Finding the ROI of Title tag changes using Google's CausalImpact R package

After a conversation on Twitter about this new package, and mentioning it in my recent MeasureCamp presentation, here is a quick demo on using Google's CausalImpact applied to an SEO campaign.

CausalImpact is a package that looks to give some statistics behind changes you may have done in a marketing campaign.  It examines the time-series of data before and after an event, and gives you some idea on whether any changes were just down to random variation, or the event actually made a difference.

You can now test this yourself in my Shiny app that automatically pulls in your Google Analytics data so that you can apply CausalImpact to it.   This way you can A/B test changes for all your marketing channels, not just SEO.  However, if you want to try it manually yourself, keep reading.

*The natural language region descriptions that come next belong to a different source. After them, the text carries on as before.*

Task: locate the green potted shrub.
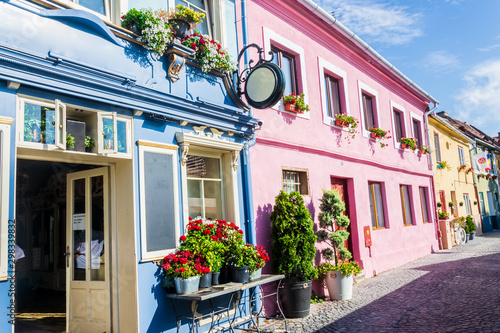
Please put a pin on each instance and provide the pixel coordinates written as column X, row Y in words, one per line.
column 333, row 224
column 89, row 143
column 469, row 222
column 293, row 252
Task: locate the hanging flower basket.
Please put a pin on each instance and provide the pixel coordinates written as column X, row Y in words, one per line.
column 290, row 107
column 341, row 123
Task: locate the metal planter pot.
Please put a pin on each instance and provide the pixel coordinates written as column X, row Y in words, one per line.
column 186, row 286
column 339, row 285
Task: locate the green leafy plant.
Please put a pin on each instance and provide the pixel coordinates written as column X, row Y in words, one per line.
column 347, row 121
column 184, row 264
column 444, row 165
column 347, row 268
column 315, row 298
column 380, row 134
column 184, row 13
column 89, row 142
column 298, row 100
column 209, row 53
column 293, row 237
column 70, row 141
column 334, row 224
column 155, row 31
column 409, row 142
column 443, row 215
column 424, row 150
column 470, row 223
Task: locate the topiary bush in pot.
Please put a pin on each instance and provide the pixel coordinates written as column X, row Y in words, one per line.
column 334, row 223
column 293, row 251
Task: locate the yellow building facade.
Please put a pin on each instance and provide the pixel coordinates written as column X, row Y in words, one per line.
column 453, row 174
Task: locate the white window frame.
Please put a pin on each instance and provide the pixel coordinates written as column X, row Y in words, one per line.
column 5, row 158
column 404, row 128
column 363, row 88
column 20, row 123
column 341, row 75
column 468, row 208
column 109, row 9
column 158, row 148
column 219, row 157
column 462, row 153
column 272, row 38
column 203, row 145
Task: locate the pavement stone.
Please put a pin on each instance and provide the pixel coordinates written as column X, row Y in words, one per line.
column 456, row 290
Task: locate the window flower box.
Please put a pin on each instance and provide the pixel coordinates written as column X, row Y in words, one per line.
column 295, row 103
column 409, row 143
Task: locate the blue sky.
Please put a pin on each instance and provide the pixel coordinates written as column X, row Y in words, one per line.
column 450, row 48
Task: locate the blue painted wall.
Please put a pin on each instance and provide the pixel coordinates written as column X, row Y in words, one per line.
column 71, row 56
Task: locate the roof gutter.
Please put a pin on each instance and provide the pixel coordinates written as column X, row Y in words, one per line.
column 330, row 20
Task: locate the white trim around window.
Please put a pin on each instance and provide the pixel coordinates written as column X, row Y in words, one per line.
column 341, row 75
column 420, row 119
column 404, row 127
column 229, row 152
column 171, row 151
column 272, row 38
column 363, row 88
column 5, row 127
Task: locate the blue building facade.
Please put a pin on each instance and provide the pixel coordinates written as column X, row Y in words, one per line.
column 106, row 150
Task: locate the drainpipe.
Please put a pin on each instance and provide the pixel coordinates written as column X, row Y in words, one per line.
column 248, row 192
column 245, row 166
column 426, row 127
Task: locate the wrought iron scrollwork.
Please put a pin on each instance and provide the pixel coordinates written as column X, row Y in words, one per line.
column 241, row 77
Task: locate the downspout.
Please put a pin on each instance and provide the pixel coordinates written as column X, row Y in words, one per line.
column 330, row 20
column 245, row 166
column 426, row 126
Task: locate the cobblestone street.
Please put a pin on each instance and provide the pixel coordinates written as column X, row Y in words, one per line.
column 455, row 290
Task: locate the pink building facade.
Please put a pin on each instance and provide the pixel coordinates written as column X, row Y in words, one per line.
column 387, row 189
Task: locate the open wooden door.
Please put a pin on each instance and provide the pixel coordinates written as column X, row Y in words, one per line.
column 87, row 252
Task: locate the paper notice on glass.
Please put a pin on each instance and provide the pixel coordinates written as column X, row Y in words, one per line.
column 78, row 221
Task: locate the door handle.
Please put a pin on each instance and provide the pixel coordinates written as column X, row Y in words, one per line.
column 67, row 254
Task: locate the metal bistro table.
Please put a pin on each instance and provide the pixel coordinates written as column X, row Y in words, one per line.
column 217, row 313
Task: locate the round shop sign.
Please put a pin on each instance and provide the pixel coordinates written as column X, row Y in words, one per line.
column 264, row 86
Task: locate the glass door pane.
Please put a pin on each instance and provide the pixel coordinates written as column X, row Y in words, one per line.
column 98, row 261
column 78, row 222
column 39, row 124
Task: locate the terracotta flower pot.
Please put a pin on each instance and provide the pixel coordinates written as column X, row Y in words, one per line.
column 341, row 123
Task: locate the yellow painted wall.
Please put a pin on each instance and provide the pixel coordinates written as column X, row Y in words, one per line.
column 453, row 180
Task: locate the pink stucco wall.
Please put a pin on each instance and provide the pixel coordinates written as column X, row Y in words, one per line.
column 290, row 141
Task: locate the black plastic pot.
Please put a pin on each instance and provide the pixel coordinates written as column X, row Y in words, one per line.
column 215, row 278
column 295, row 299
column 206, row 280
column 180, row 27
column 240, row 274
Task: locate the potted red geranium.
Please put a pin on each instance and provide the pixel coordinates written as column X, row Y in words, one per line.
column 186, row 268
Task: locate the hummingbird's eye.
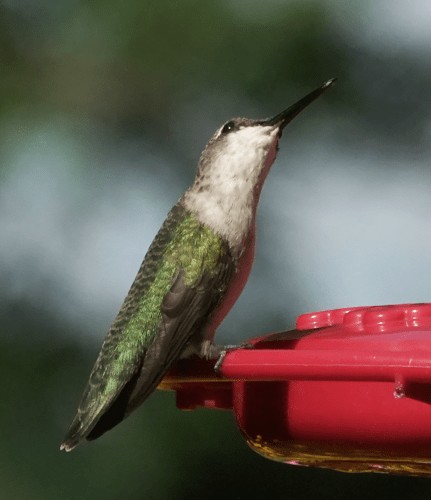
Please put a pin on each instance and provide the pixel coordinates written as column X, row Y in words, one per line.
column 229, row 126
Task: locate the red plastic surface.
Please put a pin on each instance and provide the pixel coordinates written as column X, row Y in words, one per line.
column 348, row 389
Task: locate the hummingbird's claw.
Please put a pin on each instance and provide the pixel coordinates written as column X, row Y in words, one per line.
column 227, row 348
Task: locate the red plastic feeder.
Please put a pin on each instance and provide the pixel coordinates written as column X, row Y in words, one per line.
column 349, row 389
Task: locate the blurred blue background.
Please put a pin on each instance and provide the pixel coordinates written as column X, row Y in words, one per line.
column 104, row 110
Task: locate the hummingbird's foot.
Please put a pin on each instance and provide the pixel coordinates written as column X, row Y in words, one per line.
column 215, row 351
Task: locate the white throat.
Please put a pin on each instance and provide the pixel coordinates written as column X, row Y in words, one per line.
column 231, row 173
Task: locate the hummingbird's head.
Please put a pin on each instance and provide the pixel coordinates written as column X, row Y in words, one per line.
column 233, row 168
column 243, row 149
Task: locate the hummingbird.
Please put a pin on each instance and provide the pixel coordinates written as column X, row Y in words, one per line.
column 193, row 273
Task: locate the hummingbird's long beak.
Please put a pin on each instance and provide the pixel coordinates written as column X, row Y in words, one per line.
column 286, row 116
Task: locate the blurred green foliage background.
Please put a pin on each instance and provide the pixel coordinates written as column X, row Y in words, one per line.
column 104, row 110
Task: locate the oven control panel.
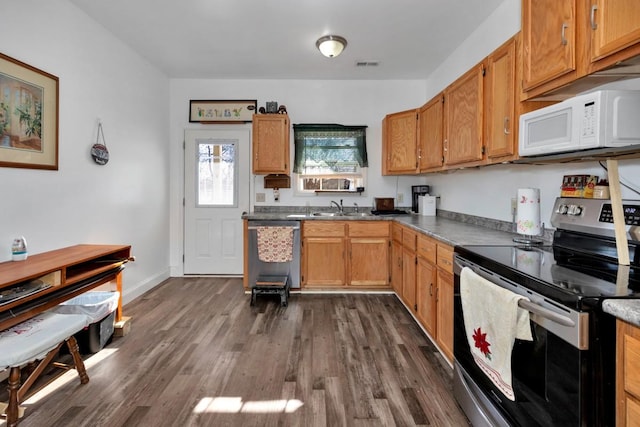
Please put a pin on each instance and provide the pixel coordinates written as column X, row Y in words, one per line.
column 631, row 214
column 592, row 215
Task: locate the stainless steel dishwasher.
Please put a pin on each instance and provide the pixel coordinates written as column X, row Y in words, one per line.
column 259, row 268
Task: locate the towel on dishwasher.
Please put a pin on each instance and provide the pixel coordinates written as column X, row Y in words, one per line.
column 275, row 244
column 492, row 322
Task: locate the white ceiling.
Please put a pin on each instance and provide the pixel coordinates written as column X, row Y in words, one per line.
column 263, row 39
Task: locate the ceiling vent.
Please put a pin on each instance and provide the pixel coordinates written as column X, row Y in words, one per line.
column 367, row 63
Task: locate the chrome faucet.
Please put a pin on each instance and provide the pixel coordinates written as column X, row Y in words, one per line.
column 338, row 206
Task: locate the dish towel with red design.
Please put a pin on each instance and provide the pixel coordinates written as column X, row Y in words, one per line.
column 275, row 244
column 492, row 321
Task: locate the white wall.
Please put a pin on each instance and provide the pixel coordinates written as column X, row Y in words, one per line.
column 487, row 191
column 307, row 101
column 123, row 202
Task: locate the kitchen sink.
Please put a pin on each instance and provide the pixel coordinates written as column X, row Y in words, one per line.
column 357, row 214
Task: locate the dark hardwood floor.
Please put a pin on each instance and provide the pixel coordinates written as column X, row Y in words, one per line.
column 199, row 355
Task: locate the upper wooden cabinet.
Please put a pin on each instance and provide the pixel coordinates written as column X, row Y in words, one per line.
column 463, row 114
column 565, row 41
column 271, row 144
column 399, row 136
column 500, row 106
column 549, row 40
column 614, row 26
column 430, row 134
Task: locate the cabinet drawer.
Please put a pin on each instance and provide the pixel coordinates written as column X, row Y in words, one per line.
column 409, row 238
column 427, row 248
column 369, row 228
column 445, row 257
column 396, row 232
column 632, row 365
column 323, row 229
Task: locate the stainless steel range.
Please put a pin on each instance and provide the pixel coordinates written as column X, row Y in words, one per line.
column 566, row 375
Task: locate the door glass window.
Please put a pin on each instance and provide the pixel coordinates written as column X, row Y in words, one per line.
column 217, row 173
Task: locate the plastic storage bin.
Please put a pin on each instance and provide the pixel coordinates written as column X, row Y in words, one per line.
column 100, row 308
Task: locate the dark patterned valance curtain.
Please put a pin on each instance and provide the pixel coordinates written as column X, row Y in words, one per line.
column 329, row 143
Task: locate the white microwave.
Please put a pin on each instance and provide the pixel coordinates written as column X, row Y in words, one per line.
column 605, row 118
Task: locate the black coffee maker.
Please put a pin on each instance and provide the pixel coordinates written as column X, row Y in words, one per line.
column 417, row 190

Considerations before getting the data

Suffice to say, it should only be applied to time-series data (e.g. there is date or time on the x-axis), and it helps if the event was rolled out on only one of those time points.  This may influence the choice of time unit you use, so if say it rolled out over a week its probably better to use weekly data exports.  Also consider the time period you choose.  The package will use the time-series before the event to construct what it thinks should happen vs what actually happened, so if anything unusual or spikes occur in the test period it may affect your results.

Metrics wise the example here is with visits.  You could perhaps do it with conversions or revenue, but then you may get affected by factors outside of your control (the buy button breaking etc.), so for clean results try to take out as many confounding variables as possible. 

Example with SEO Titles

For me though, I had an example where some title tag changes went live on one day, so could compare the SEO traffic before and after to judge if it had any effect, and also more importantly judge how much extra traffic had increased.

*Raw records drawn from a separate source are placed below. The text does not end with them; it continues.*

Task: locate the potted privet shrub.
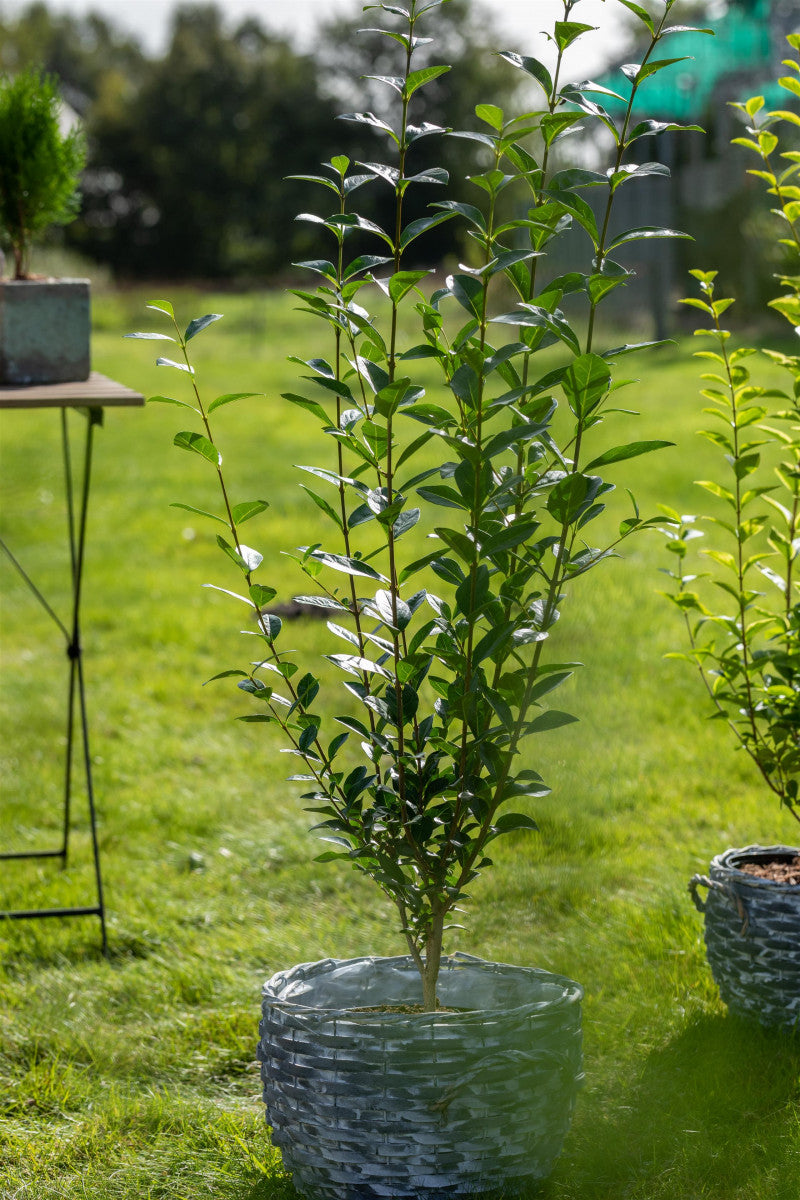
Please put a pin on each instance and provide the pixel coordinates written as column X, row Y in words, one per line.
column 43, row 323
column 743, row 612
column 457, row 522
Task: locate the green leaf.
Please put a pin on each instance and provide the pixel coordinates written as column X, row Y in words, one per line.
column 151, row 337
column 344, row 564
column 260, row 594
column 248, row 509
column 585, row 382
column 199, row 513
column 178, row 366
column 161, row 306
column 199, row 444
column 170, row 400
column 199, row 323
column 618, row 454
column 246, row 558
column 555, row 125
column 511, row 822
column 419, row 78
column 647, row 232
column 414, row 228
column 403, row 282
column 491, row 114
column 530, row 66
column 567, row 31
column 569, row 497
column 322, row 503
column 229, row 397
column 551, row 720
column 468, row 292
column 642, row 13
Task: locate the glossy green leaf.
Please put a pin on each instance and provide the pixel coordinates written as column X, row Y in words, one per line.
column 199, row 323
column 199, row 444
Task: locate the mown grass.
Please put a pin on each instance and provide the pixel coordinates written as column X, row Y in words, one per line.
column 136, row 1077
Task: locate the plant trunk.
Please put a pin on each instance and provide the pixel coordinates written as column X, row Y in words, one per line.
column 429, row 969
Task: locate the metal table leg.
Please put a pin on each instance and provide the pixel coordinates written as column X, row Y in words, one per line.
column 77, row 694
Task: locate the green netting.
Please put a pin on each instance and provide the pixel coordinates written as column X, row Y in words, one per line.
column 684, row 91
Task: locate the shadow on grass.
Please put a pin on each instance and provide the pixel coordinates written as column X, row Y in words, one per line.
column 714, row 1114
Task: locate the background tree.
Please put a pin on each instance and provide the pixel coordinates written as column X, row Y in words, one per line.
column 463, row 34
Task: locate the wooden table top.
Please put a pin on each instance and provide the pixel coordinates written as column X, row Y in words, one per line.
column 96, row 391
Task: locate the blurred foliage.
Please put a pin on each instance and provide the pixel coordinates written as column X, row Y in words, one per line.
column 188, row 153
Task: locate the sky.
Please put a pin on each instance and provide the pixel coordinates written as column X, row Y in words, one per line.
column 518, row 19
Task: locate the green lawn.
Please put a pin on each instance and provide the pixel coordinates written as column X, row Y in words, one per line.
column 136, row 1078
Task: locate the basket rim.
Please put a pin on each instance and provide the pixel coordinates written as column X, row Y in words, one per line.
column 725, row 863
column 571, row 991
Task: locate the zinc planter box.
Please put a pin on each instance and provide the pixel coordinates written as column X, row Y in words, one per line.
column 368, row 1098
column 44, row 330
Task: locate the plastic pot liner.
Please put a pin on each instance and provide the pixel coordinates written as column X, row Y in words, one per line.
column 752, row 936
column 401, row 1105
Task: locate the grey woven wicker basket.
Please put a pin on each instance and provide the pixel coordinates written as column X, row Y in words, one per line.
column 417, row 1105
column 752, row 936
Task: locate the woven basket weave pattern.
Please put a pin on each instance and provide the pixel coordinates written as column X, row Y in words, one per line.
column 367, row 1105
column 752, row 939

I pulled in data with my go-to GA R import library, rga by Skardhamar.

Setup

I first setup, importing the libraries if you haven't got them and authenticating the GA account you want to pull data from.

Import GA data

I then pull in the data for the time period covering the event.  SEO Visits by date.

Apply CausalImpact

In this example, the title tags got updated on the 200th day of the time-period I pulled.  I want to examine what happened the next 44 days.

Plot the Results

With the plot() function you get output like this:

  1. The left vertical dotted line is where the estimate on what should have happened is calculated from.
  2. The right vertical dotted line is the event itself. (SEO title tag update)
  3. The original data you pulled is the top graph.
  4. The middle graph shows the estimated impact of the event per day.
  5. The bottom graph shows the estimated impact of the event overall.

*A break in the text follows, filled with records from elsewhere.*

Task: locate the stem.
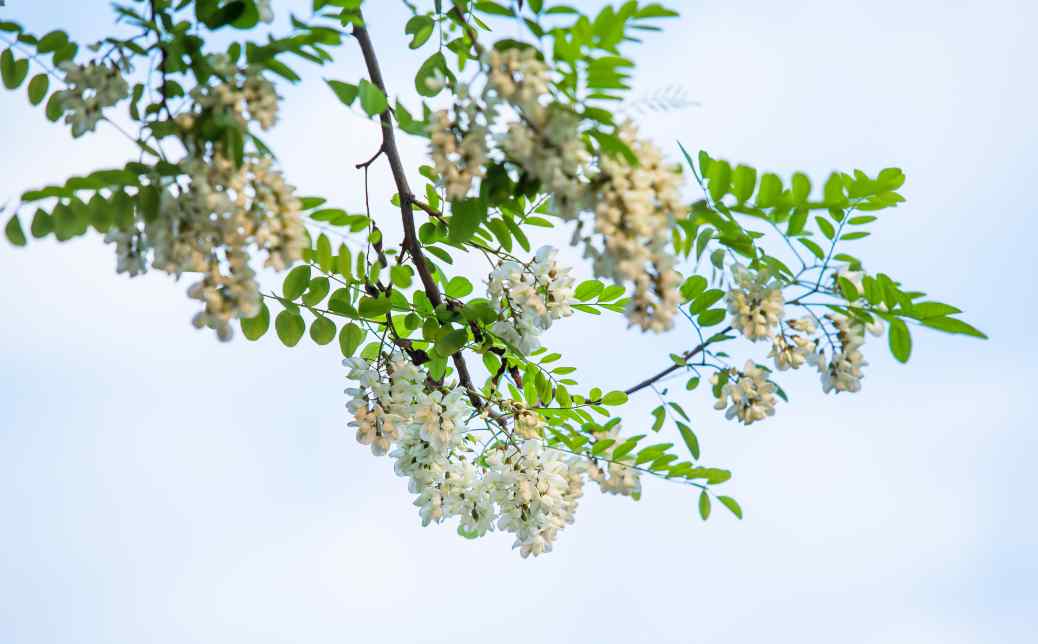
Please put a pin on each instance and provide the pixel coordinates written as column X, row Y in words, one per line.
column 673, row 368
column 411, row 243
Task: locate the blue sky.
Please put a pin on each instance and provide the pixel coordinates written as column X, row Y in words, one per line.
column 160, row 486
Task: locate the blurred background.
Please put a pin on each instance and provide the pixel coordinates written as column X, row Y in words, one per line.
column 157, row 485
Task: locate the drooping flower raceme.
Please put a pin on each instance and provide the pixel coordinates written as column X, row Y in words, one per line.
column 521, row 487
column 843, row 373
column 214, row 214
column 635, row 207
column 756, row 303
column 458, row 148
column 91, row 88
column 529, row 297
column 747, row 395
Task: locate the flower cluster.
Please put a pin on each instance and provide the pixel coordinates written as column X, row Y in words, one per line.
column 747, row 394
column 794, row 348
column 843, row 373
column 537, row 491
column 214, row 215
column 615, row 478
column 633, row 204
column 91, row 88
column 524, row 488
column 635, row 207
column 529, row 297
column 458, row 146
column 756, row 304
column 244, row 95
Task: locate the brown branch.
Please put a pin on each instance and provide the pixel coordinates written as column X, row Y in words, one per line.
column 411, row 244
column 673, row 368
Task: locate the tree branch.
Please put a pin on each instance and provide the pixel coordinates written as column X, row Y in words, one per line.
column 411, row 243
column 673, row 368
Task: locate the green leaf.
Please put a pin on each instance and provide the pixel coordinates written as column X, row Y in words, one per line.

In this example it can be seen that after 44 days there is an estimated 90,000 more SEO visits from the title tag changes. This then can be used to work out the ROI over time for that change.

Report the results

The $report method gives you a nice overview of the statistics in a verbose form, to help qualify your results.  Here is a sample output:

"During the post-intervention period, the response variable had an average value of approx. 94. By contrast, in the absence of an intervention, we would have expected an average response of 74. The 95% interval of this counterfactual prediction is [67, 81]. Subtracting this prediction from the observed response yields an estimate of the causal effect the intervention had on the response variable. This effect is 20 with a 95% interval of [14, 27]. For a discussion of the significance of this effect, see below.

Summing up the individual data points during the post-intervention period (which can only sometimes be meaningfully interpreted), the response variable had an overall value of 4.16K. By contrast, had the intervention not taken place, we would have expected a sum of 3.27K. The 95% interval of this prediction is [2.96K, 3.56K].

The above results are given in terms of absolute numbers. In relative terms, the response variable showed an increase of +27%. The 95% interval of this percentage is [+18%, +37%].

This means that the positive effect observed during the intervention period is statistically significant and unlikely to be due to random fluctuations. It should be noted, however, that the question of whether this increase also bears substantive significance can only be answered by comparing the absolute effect (20) to the original goal of the underlying intervention.

The probability of obtaining this effect by chance is very small (Bayesian tail-area probability p = 0.001). This means the causal effect can be considered statistically significant."

Next steps

This could then be repeated for things like UX changes, TV campaigns, etc. You just need the time of the event and the right metrics or KPIs to measure them against.

The above is just a brief intro, there is a lot more that can be done with the package including custom models etc, for more see the package help file and documentation.